While praised for correctly prioritising clinical complexity over arbitrary clock-watching, the policy faces critics. Concerns have been raised that formally normalizing extended stays within A&E risks institutionalizing substandard care and inadvertently reducing the political pressure to fix core upstream causes, such as chronic hospital bed shortages and widespread delayed transfers of care (DTOCs). There is a practical risk that these new areas could become under-resourced "holding bays" that merely relocate the waiting without fundamentally improving patient care or reducing overall wait times.

Success Hinges on System-Wide Integration


The ultimate success of the model hinges less on the policy document and more on the quality of its system-wide transformation and operational execution. The zones must be deeply integrated with the entire hospital and community network, including virtual wards, and robust discharge pathways.
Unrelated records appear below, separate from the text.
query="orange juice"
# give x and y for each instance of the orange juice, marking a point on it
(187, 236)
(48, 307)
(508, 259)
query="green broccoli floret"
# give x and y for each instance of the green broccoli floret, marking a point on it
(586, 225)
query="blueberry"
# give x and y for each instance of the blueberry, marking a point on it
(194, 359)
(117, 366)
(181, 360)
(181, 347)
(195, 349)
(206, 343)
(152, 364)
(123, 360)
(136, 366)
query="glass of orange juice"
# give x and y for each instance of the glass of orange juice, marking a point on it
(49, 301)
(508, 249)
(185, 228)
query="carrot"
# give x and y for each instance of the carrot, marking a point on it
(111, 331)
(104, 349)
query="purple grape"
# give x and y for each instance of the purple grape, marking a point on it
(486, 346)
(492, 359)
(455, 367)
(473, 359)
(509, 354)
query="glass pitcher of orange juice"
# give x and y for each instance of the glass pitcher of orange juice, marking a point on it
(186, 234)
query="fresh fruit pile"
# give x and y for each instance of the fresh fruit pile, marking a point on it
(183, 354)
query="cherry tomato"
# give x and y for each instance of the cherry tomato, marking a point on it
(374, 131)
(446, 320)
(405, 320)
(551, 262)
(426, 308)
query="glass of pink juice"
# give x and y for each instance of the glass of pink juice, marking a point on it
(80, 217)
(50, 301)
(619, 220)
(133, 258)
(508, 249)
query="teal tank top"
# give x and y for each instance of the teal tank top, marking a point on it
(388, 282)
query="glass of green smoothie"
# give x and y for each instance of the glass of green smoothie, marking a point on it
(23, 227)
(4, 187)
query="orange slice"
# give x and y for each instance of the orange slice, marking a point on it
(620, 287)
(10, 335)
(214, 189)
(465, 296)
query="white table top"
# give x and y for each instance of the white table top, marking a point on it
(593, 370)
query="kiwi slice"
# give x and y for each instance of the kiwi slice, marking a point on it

If they function as isolated holding facilities, they will fail; they must operate as dynamic components designed to move patients out efficiently. The overarching goal is threefold: to provide more dignified and clinically appropriate care environments; to facilitate more thorough and accurate clinical assessment; and to significantly reduce dangerous congestion in acute A&E areas. The effectiveness of this evolution is entirely contingent upon substantial proper staffing levels, adequate resourcing, and genuine system integration across the wider NHS infrastructure.